Now let me go over my process in working for
you. Gathering info for the story and writing it was a great experience. I also
fact checked the hell out of it, guessing that maybe you wouldn’t do that (or,
even if you would, I still want to be fully responsible for my work). I then
sent the article along with the requested sidebar. Then came that silence I
mentioned. Then the exchange about pay. Then time marched on and you sent me a
note mentioning that I had not sent you the sidebars, and could I please
resend. This puzzled me, since I sent the sidebars with the same email that
included the article. I chalked this up to sloppiness on your part, but hell,
we all lose attachments and it was no big deal for me to send it again.
Throughout this process, I let you know I was
available for revisions, I let you know parts of the story I wanted you to pay
close attention to, in short, I treated you like the professional editor you
clearly are not. I never heard back again, not until some people started
contacting me to compliment me on the piece, indicating to me that it had been
published. You never let me know it was out. You never mailed me a copy. You
never sent a note of thanks or even acknowledgment.
I began watching for the check. Then I had to
run to Houston to see a sick friend. If the check had arrived when you promised
it would, I could’ve stayed in Houston longer, because I could’ve deposited it
and bought myself a few extra days. Instead, I had to drive back home to deal
with my banking. When I got to the PO Box, I thought, “Surely, it must be
there.” It wasn’t.
So I emailed you last night, telling you that I
wanted to be paid, that it wasn’t cool to not pay me, and that I would come by
for the check. This morning, rather than emailing me back directly, you sent a
note to Sadie, the office manager, and cc’ed me on it, asking Sadie to track
the check. Here’s a hint, Deborah: when you fail to hold up your end of the
bargain, and when someone directly asks you about it, the very least you
could/should do is respond directly. Instead, you passed the burden on to
Sadie.
I’m sure by now Sadie has called you to tell you
what a totally fucking unreasonable bitch I was on the phone this morning. I
mean, I’m just guessing that was her opinion.

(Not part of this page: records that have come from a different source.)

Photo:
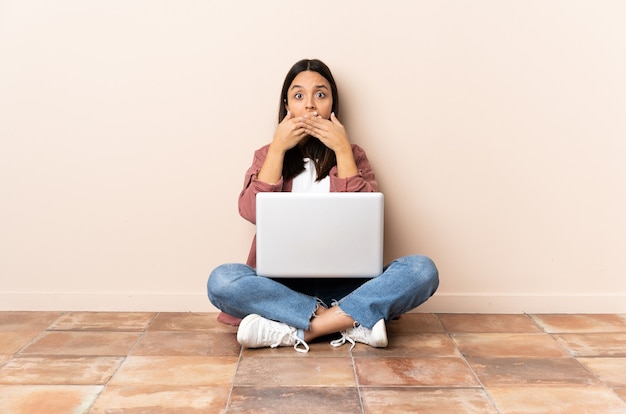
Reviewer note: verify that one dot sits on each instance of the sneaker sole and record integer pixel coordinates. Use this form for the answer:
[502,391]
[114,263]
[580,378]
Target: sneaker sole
[379,331]
[243,327]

But Sadie told me things that
made me feel pretty fucking bitchy, so let’s just say I was being true to my
feelings. For example, I asked her if she got paid on time and if you got paid
on time. She said yes, you both were paid last week BUT that a salesperson was
not paid on time. As if that would console me. Console me? I wanted to call the
salesperson and say RUN LIKE HELL THEY ARE GOING TO KEEP SCREWING YOU.
Just as you passed your responsibility on to
Sadie, Sadie in turn blamed the advertisers for not paying y’all on time. She
also mumbled something about if you didn’t have to pay payroll taxes, I
would’ve been paid on time. Deborah? I have looked at your magazine, which is
jam-packed with ads for shit like plastic surgery (had I known this in advance
I might’ve declined the assignment). I asked Sadie if plastic surgeons really
weren’t paying their bills and she assured me this was the case. Maybe I should
call some of your advertisers and ask them if it’s true what Austin Woman says
about them, that they are a bunch of deadbeats.
After I called Sadie, I then called you. To my
100% total lack of surprise, you failed to pick up your phone. I’m guessing you
knew it was me. You did send an email telling me that there was no need for me
to go to the office to pick up a check today, since, no really, the check is in
the mail.
We shall see. I will go to my PO Box shortly. If
the check is not there, I will be heading over to the office, waiting to be
paid. I have people who are prepared to bring me meals and take care of me for
as long as I need to stay until you pay me.
I just want to say a huge Fuck You to you and
every editor and accounting department and every other person at magazines who
had a hand in me not getting paid on time over the years. You should be
ashamed. You make your money off of writers, Deborah. My work pays your
mortgage. If you were professional, my work would also be able to pay my
mortgage on time. Instead, I am left here, once again, like a fucking beggar,
hoping only to get what I worked for.